Compound 22 was synthesized following the general procedure C described above using 46n (14.0 mg, 0.039 mmol), Pd₂(dba)₃ (10 mol%) and sodium t-butoxide (2.0 equiv). The product was obtained as a white solid (TFA salt) after lyophilization (2.82 mg, 15%; RP-HPLC, linear gradient solvent system: ACN:0.1% aq. TFA from 70:30 to 100:0 in 40 min, at a rate of 5 mL/min; HPLC purity: 80%; t_R = 22.7 min): ¹H NMR (400 MHz, chloroform-d) δ 8.10 (s, 1H), 8.00 (d, J = 8.0 Hz, 1H), 7.85 (d, J = 8.4 Hz, 1H), 7.60–7.42 (m, 2H), 7.36 (d, J = 9.0 Hz, 2H), 3.19 (s, 1H), 1.88 (td, J = 13.1, 12.7, 6.8 Hz, 2H), 1.41 (d, J = 11.0 Hz, 6H), 1.27–1.14 (m, 10H), 0.78 (d, J = 7.0 Hz, 2H); HRMS calcd for C₂₇H₃₁N₄Cl₂ (M+H)⁺ 481.1926, found 481.1921.

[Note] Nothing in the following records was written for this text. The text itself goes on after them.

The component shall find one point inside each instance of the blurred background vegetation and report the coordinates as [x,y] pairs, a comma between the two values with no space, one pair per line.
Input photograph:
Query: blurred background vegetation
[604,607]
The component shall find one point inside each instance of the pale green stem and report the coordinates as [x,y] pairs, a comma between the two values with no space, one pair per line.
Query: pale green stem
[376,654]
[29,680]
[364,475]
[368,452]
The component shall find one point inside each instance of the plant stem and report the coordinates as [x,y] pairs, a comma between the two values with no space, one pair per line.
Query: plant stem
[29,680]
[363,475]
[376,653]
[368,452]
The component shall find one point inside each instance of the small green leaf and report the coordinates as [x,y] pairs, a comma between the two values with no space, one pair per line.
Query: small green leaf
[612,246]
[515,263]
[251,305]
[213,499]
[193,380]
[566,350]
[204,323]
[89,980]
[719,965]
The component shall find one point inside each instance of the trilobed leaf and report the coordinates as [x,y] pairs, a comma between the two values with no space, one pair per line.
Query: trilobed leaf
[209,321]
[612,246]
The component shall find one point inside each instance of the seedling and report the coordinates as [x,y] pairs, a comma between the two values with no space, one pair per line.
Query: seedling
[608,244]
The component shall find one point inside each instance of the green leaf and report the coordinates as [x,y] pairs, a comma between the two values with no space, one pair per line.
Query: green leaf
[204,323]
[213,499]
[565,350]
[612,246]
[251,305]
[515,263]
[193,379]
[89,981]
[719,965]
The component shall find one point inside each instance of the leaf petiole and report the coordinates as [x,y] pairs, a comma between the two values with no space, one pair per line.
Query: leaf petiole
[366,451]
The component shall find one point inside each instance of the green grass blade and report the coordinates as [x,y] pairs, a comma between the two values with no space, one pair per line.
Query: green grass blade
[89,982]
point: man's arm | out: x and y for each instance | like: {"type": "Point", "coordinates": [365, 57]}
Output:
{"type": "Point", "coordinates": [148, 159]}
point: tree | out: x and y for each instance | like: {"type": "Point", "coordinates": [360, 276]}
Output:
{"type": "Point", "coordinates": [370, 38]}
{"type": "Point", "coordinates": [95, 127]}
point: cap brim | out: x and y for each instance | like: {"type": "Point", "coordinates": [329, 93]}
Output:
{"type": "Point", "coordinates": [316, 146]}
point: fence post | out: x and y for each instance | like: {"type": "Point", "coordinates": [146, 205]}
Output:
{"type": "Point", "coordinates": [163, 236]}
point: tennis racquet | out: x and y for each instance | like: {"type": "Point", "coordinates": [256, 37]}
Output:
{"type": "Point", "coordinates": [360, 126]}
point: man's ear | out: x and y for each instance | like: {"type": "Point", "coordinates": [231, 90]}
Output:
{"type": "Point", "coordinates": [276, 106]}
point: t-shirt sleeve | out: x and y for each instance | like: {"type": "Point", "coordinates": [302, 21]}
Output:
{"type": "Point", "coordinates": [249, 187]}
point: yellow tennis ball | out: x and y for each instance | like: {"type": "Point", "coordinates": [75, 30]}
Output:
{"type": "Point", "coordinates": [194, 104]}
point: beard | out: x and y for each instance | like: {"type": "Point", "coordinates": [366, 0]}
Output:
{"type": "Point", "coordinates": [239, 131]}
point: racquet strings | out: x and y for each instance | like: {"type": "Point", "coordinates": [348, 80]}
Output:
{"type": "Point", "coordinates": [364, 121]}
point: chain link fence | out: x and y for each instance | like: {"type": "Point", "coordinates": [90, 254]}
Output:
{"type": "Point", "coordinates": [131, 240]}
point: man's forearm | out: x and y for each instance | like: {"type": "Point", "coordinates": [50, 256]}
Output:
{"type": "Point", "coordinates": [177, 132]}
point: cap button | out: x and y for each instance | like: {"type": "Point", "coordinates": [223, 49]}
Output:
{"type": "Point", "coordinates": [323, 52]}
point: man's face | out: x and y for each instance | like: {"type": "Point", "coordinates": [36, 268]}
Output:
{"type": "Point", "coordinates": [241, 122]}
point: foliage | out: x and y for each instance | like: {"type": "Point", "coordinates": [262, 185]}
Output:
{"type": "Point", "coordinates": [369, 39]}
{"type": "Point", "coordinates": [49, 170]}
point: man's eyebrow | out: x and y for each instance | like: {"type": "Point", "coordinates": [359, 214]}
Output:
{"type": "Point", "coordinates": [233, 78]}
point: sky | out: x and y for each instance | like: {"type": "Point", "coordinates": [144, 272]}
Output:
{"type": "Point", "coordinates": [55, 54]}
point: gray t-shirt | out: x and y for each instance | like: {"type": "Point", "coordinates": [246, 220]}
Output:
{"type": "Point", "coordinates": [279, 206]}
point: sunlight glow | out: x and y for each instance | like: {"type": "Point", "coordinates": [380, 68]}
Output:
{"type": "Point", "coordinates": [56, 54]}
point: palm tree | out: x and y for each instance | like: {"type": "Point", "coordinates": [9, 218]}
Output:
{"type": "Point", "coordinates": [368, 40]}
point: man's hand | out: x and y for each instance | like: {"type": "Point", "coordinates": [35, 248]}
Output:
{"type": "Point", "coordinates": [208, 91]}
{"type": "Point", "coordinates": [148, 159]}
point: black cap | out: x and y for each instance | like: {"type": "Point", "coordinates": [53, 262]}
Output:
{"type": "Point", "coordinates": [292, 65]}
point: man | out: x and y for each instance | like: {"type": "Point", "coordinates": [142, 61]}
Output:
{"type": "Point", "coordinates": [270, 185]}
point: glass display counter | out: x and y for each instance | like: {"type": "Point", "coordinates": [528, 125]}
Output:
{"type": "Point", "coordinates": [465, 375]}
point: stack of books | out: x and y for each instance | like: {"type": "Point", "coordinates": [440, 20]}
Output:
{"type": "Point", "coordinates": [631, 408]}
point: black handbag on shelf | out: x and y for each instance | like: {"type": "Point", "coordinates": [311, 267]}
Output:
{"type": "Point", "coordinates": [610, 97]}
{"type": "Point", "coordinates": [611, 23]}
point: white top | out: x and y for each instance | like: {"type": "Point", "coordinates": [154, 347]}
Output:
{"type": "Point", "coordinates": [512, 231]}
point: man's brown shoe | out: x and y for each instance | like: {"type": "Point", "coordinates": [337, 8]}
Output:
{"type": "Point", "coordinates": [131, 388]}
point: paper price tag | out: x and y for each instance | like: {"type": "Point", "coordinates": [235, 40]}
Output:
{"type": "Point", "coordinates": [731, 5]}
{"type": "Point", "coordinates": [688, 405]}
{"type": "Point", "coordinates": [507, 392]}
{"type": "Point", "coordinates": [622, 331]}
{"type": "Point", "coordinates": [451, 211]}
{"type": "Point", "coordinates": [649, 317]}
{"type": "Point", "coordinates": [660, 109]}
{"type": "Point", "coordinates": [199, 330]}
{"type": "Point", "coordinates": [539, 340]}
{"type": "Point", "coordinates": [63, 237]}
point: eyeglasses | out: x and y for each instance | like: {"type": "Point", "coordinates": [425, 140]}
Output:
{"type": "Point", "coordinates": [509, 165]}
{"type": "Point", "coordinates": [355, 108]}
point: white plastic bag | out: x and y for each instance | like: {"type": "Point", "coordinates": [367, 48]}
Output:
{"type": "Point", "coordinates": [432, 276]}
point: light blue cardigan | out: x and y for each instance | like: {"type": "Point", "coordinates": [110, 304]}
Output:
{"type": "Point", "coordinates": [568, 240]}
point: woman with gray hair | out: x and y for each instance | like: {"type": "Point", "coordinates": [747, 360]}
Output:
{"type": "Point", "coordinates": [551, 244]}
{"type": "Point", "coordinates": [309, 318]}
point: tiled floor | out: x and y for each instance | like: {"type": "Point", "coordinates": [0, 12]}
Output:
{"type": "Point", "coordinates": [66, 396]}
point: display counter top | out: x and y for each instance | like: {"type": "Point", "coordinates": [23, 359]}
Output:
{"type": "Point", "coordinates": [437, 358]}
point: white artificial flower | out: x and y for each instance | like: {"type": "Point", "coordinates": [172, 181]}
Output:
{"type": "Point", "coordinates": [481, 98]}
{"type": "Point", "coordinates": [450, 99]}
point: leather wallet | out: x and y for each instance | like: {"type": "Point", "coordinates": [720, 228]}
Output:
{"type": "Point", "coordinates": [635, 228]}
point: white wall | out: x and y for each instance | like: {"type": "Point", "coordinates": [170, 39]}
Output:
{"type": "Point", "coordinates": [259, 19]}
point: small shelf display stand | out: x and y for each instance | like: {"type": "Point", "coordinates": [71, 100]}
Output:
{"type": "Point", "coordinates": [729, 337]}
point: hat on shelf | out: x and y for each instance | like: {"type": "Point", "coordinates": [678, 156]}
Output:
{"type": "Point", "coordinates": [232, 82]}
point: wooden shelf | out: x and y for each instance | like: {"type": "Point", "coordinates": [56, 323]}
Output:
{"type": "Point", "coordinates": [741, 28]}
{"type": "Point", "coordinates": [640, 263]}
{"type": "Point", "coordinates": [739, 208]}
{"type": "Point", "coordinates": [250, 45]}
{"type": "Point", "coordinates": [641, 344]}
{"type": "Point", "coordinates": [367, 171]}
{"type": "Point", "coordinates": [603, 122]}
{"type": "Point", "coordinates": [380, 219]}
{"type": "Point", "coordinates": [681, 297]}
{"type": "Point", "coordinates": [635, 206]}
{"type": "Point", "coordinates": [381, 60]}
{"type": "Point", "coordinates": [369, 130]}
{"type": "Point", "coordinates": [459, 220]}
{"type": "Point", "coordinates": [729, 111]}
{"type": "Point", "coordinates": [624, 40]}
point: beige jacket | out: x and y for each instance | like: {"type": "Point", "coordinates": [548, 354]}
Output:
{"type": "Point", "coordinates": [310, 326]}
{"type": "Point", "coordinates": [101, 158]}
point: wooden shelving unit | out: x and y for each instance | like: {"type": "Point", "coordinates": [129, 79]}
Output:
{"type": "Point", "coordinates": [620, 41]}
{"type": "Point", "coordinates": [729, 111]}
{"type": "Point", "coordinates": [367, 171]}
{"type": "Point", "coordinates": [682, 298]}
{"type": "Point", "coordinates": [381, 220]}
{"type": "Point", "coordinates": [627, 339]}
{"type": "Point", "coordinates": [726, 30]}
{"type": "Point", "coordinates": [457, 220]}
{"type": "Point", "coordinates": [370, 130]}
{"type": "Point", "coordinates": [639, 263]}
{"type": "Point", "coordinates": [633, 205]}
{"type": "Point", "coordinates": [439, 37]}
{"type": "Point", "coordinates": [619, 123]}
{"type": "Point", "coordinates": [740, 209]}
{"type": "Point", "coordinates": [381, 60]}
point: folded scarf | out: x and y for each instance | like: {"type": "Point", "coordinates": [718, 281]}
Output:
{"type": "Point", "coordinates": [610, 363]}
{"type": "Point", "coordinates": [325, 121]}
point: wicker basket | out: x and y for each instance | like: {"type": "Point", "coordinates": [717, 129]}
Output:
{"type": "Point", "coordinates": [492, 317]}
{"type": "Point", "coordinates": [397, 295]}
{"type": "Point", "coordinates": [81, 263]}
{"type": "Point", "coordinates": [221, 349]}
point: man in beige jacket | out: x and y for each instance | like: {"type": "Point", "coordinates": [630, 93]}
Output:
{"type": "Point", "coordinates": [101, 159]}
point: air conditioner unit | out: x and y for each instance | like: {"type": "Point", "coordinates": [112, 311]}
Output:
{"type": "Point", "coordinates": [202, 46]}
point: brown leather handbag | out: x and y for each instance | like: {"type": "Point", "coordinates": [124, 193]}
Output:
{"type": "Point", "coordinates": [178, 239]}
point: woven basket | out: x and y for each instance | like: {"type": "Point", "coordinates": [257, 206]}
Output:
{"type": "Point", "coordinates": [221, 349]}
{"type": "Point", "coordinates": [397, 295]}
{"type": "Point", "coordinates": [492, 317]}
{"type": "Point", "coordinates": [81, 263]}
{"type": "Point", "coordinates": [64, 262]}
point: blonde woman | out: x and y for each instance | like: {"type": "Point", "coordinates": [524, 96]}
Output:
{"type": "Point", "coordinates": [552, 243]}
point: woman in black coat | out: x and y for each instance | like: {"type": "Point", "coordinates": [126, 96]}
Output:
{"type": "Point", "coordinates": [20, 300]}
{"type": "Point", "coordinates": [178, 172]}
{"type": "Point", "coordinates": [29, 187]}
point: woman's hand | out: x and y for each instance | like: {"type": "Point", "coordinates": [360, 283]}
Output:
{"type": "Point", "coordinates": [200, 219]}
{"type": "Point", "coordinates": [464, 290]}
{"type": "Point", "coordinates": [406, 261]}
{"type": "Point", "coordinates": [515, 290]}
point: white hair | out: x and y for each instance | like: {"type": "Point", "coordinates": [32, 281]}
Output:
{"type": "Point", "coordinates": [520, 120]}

General Procedure for the Synthesis of Compounds 23, 29, 35, 36, and 39.

Procedure E.

The appropriate 4-chloro-2-substituted 1H-imidazo[4,5-c]quinoline (46b,h,o,t) starting material (0.05 mmol, 1 equiv) and the appropriate halogenated aniline compound (47a–c) (0.15–0.25 mmol, 3–5 equiv) were added to 1 mL of ethanol in a 2 to 5 mL microwaveable vial. The reaction contents were degassed with N₂(g) for 15 min, and the reaction was set up in an Initiator microwave reactor (Biotage, Charlotte, NC) at 130 °C for 6 h. The reaction mixture was filtered through a silica plug. The filtrate was evaporated in vacuo, and the product was purified by flash chromatography with a 15% ethyl acetate in hexane eluent system.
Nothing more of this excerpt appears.